I used the DataQuest Kaggle module "Improving your submission" as a resource in my second model iteration.  The first thing it did was introduce the random forest model, so I will start by creating one.

# Imports

In [68]:
from __future__ import division
import pandas as pd
import numpy as np
from sklearn import cross_validation
from sklearn.ensemble import RandomForestClassifier, GradientBoostingClassifier
from sklearn.feature_selection import SelectKBest, f_classif
import re
import operator

# Load and clean data

In [69]:
def cleanData(data, median_age):
    """
    Take in the raw data and median age from the training data
    and return a cleaned version for use with our model
    """
    # Replace missing ages with the median age (from the training data!)
    data.Age = data.Age.fillna(median_age)

    # Encode male as 0 and female as 1
    data.loc[data.Sex == 'male', 'Sex'] = 0
    data.loc[data.Sex == 'female', 'Sex'] = 1

    # Replace missing port of embarkation with Southampton
    # Emcode Southampton as 0, Cherbourg as 1, and Queenstown as 2
    data.Embarked = data.Embarked.fillna('S')
    data.loc[data.Embarked == 'S', 'Embarked'] = 0
    data.loc[data.Embarked == 'C', 'Embarked'] = 1
    data.loc[data.Embarked == 'Q', 'Embarked'] = 2
    
    # Replace missing fares with the median fare
    data.Fare = data.Fare.fillna(data.Fare.median())
    
    return data

In [70]:
titanic = pd.read_csv('train.csv')
titanic_test = pd.read_csv('test.csv')

titanic = cleanData(titanic, titanic.Age.median())
titanic_test = cleanData(titanic_test, titanic.Age.median())

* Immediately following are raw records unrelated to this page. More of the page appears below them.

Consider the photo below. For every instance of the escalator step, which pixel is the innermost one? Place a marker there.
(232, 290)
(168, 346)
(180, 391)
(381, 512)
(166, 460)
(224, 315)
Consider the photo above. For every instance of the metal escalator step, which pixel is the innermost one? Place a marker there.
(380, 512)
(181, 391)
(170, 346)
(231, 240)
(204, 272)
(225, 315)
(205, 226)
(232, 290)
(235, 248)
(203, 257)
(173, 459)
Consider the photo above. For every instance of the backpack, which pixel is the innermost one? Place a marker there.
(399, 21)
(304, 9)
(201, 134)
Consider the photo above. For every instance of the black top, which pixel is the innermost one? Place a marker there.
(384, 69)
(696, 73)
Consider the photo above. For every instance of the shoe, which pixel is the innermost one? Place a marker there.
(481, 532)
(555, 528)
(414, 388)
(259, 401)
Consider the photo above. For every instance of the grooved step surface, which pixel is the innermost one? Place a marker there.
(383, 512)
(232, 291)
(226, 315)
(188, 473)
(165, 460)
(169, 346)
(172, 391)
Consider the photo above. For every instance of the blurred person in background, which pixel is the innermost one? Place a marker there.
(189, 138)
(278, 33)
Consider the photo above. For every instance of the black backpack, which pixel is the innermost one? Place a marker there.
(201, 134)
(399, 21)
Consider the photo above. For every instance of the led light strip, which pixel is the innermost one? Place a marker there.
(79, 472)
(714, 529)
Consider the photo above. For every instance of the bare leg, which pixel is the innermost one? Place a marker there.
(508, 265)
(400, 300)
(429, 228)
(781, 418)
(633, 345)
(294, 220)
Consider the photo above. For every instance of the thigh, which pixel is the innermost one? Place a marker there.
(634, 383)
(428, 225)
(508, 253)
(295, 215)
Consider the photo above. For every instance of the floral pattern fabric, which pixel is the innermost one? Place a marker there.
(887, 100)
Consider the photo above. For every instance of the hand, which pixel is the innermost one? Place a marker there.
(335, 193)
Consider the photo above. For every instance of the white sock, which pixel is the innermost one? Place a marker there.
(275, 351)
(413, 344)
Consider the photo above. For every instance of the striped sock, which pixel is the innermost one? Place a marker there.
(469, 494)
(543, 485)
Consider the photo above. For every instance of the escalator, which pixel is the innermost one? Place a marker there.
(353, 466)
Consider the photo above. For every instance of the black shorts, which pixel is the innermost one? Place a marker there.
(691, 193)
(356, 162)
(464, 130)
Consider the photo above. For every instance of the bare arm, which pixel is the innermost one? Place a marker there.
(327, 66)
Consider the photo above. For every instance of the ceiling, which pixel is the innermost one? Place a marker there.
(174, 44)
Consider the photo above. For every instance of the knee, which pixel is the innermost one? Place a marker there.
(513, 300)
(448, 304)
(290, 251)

# Create a random forest model

In [71]:
predictors = ["Pclass", "Sex", "Age", "SibSp", "Parch", "Fare", "Embarked"]
alg = RandomForestClassifier(random_state=1, n_estimators=10, min_samples_split=2, min_samples_leaf=1)
scores = cross_validation.cross_val_score(alg, titanic[predictors], titanic.Survived, cv=3)
print '{:.3f}% accuracy'.format(scores.mean()*100)

80.022% accuracy


Already it's looking like a random forest model is doing quite a bit better than the logistic regression from iteration 1!

# Tweak model parameters

In [72]:
predictors = ["Pclass", "Sex", "Age", "SibSp", "Parch", "Fare", "Embarked"]
alg = RandomForestClassifier(random_state=1, n_estimators=150, min_samples_split=4, min_samples_leaf=2)
scores = cross_validation.cross_val_score(alg, titanic[predictors], titanic.Survived, cv=3)
print '{:.3f}% accuracy'.format(scores.mean()*100)

81.930% accuracy


Increasing the number of trees used, number of samples required to split, and number of samples required to create a leaf improved the cross validation accuracy by nearly 2% and will help avoid overfitting to the training data.  Let's see how this model does with the test data.

In [73]:
def testModel(alg, train, test, predictors):
    """
    Take in the training data, testing data, and predictors to use
    and return the submission dataframe for a logistic regression model
    """
    # Train the algorithm using all the training data
    alg.fit(train[predictors], train.Survived)

    # Make predictions using the test set.
    predictions = alg.predict(test[predictors])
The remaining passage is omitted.